SEOUL -- Kia is targeting Germany as its main European growth market to boost its reputation globally.
Increasing sales significantly "in a market well-known for its high standards" will enhance Kia's reputation, said Soo-Hang Chang, manager of Kia's west Europe team.
"Germany is an important market because it is the largest market in Europe. Having high market share in Germany will naturally have a positive effect for us," Chang said in an interview here.
Said Kia spokesperson Chris Dore: "Germany is a high-level auto market where all the major global automakers compete."
Kia Motors Germany wants to increase its market share to 2 percent from 0.9 percent in the next four years. Around 3.2 million new cars were sold in Germany in 2003.

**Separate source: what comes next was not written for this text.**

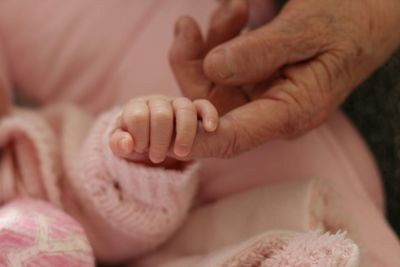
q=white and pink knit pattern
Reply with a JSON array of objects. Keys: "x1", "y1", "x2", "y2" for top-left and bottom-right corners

Kia aims to sell 31,800 cars in Germany this year, up 17.3 percent from 2003.
The Korean automaker, which is a subsidiary of Hyundai, will add 20 dealers in Germany by the end of the year, increasing the brand's presence there to 250 dealers and 420 retail outlets.

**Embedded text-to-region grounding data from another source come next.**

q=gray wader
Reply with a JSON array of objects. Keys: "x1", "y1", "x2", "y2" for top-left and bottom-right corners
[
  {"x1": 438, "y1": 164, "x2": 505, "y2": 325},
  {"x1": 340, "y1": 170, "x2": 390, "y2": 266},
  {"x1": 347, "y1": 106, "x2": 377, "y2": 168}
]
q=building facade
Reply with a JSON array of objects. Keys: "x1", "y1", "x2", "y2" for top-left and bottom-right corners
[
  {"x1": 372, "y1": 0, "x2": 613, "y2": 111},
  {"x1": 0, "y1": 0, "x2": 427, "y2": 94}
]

Spending an extra E9 million to support a 0% percent finance incentive program in Germany is another part of Kia's plan, Kia Motors Germany Managing Director Haydan Leshel recently told dealers.
Kia wants to boost average sales in Germany to 150 from less than 100 cars per dealer.
Kia says its exports to western, central and eastern Europe rose by 67 percent to 206,984 units in the first 10 months of 2004. A new E1 billon assembly plant in Zilina, Slovakia, to open in late 2006, will be the centerpiece of Kia's ambitious drive to expand its presence in Europe.